Cardiac function, as assessed by echocardiography, generally remained stable throughout the study period in terms of left ventricular ejection fraction and left ventricular mass index.

The urine HS (Figure S2) and DS (Figure S3) concentrations showed no changes in all dosage groups in the patients previously treated with conventional ERT (Figures S2A-1 and S3A-1). In the naive patients, the urine HS concentrations at weeks 13 and 26 decreased in the 2.0- and 4.0-mg/kg groups but not in the 1.0-mg/kg group (Figure S2B-1). The serum HS concentrations in the previously treated patients (Figure S2A-2) remained stable with some decrease at weeks 13 and 26 in the 1.0- and 4.0-mg/kg groups, whereas the serum DS concentrations (Figure S3A-2) were generally stable at weeks 13 and 26 in all dosage groups. In the naive patients, the serum HS and DS concentrations were decreased in all dosage groups, albeit with a high standard deviation in the 1.0 mg/kg group (Figures S2B-2 and S3B-2).

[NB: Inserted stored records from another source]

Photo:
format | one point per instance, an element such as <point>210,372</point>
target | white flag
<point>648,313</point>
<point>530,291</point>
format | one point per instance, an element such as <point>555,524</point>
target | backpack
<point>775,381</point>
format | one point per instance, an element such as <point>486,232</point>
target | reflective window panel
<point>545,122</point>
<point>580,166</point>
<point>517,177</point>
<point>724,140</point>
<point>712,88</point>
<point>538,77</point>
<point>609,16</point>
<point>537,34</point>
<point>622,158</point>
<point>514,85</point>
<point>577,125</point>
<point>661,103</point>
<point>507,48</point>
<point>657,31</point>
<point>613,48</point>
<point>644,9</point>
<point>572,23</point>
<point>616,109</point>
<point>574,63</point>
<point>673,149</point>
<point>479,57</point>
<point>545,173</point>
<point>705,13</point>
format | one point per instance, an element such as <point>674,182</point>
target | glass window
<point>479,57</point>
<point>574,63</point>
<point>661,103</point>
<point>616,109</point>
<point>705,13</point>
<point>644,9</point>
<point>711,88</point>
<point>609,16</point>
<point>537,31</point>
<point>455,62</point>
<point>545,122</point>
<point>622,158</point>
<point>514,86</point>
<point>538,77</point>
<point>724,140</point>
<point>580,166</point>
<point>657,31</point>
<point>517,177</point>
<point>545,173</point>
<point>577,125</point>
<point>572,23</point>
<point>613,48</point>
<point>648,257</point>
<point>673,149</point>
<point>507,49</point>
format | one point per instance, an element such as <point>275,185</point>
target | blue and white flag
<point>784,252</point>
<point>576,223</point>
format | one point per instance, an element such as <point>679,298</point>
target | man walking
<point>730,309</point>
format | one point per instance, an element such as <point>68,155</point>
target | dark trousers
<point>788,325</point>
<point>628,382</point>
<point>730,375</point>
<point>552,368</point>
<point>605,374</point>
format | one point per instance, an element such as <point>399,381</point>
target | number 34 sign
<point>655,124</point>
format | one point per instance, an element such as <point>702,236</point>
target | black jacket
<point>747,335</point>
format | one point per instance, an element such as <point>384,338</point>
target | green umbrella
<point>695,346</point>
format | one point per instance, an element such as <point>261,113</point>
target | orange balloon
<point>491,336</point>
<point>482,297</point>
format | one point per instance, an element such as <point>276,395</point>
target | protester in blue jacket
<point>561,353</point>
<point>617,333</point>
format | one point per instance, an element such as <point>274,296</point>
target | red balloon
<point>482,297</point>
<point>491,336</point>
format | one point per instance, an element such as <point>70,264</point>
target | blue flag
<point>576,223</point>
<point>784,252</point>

The HS and DS concentrations in the CSF continuously decreased in the 2.0-mg/kg and 4.0-mg/kg dosage groups (Figure 3). The 2.0-mg/kg group demonstrated a statistically significant reduction from baseline in both HS and DS concentrations, based on the upper limits of 95% confidence intervals for the ratio of HS concentrations at week13 and week 26 to baseline, both below 1 in the 2.0-mg/kg group.

Figure 3.

Figure 3

HS and DS concentrations in the CSF

The data represent mean ± SD.

The efficacy of pabinafusp alfa on the neurocognitive signs and symptoms was evaluated by way of standardized neurocognitive assessments and descriptive reports on behavioral changes. An extension study following this trial has generated data for a further 26 weeks so far, allowing for a total of 52 weeks of neurodevelopmental data to be analyzed. The Bayley Scales of Infant and Toddler Development (BSID-III) was used for neurocognitive evaluations of the patients younger than 42 months of developmental age (age-equivalent [AE] score), whereas the Kaufman Assessment Battery for Children, 2nd edition (KABC-II), was used for the older patients. The Vineland Adaptive Behavior Scale, second edition (VABS-II), was also used to assess a potential influence of pabinafusp alpha on the adaptive behavioral functions.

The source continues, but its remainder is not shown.